The latest Phishing Trends Report by the Anti-Phishing Working Group, a coalition of financial institutions and other businesses, says 11,976 new phishing Web sites were detected by the group in May 2006. That's up from 3,326 such sites in the same month of 2005. Despite misconceptions that hackers in Russia are behind most attacks, 34 percent of phishing Web sites are based in the United States, with 15 percent in China and smaller numbers in other countries, APWG says.
Corporate spam filters are adequate to suppress some phishing e-mails, but not all. Now, the new Carnegie Mellon report shows effective ways to discern phishing messages that might otherwise slip through the net.
The study was conducted at CMU by Ph.D candidate Ian Fette, associate professor Norman Sadeh, and faculty member Anthony Tomasic. It was funded by the U.S. Army Research Office and the National Science Foundation's Cyber Trust Initiative, which is sponsoring a CMU research center called CyLab.
Tell-tale Warning Signs of Phishing Messages
Most spam messages don't need to pretend that the Web sites they link to are respected brand names. People who wish to buy prescription drugs on the sly, for example, may not mind being directed to a site with an obscure name like Pills-Without-Prescriptions.com.

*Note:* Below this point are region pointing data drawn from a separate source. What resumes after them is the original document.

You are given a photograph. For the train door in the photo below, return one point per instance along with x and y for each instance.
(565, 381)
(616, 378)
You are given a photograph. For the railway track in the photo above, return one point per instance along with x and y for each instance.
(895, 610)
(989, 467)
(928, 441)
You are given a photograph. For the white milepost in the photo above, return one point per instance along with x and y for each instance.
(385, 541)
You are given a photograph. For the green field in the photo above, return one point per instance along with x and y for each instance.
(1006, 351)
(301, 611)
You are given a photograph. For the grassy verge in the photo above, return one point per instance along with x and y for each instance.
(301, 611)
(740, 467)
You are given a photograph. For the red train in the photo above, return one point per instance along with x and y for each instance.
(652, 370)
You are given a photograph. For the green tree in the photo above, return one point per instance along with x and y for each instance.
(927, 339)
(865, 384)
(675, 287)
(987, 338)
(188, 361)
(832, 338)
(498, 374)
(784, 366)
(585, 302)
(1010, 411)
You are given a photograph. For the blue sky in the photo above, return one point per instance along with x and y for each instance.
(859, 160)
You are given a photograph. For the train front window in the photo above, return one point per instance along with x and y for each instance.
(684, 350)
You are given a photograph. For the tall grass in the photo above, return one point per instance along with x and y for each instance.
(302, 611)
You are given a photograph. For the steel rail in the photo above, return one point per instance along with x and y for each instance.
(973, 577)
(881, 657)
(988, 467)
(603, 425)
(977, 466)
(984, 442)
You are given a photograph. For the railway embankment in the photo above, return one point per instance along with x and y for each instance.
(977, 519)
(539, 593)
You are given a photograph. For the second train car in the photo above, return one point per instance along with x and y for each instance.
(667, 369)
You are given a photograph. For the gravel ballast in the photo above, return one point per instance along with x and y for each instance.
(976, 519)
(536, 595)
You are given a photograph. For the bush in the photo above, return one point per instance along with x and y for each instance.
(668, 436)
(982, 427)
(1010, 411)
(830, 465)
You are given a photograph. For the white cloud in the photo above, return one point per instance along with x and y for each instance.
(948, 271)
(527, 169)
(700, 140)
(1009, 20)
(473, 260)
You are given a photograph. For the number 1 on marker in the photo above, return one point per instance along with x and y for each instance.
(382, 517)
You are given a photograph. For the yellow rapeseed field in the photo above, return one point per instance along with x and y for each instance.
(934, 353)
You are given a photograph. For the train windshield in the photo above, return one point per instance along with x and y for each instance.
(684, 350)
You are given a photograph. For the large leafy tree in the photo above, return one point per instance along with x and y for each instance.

The essence of phishing, however, is that the Web site that's linked to appears to be the legitimate home of a well-known company. It's this central fact of deception, the CMU researchers say, that enables phishing e-mails to be detected. The study uses sophisticated statistical analysis to detect unusual e-mail traits, such as:
Links to "fresh" domains. More than 12 percent of phishing e-mails contain a link to a domain name that was registered fewer than 60 days ago. Because fraudulent Web sites quickly disappear or are kicked off the Internet when discovered, the average phishing site stays online only 5 days, according to APWG.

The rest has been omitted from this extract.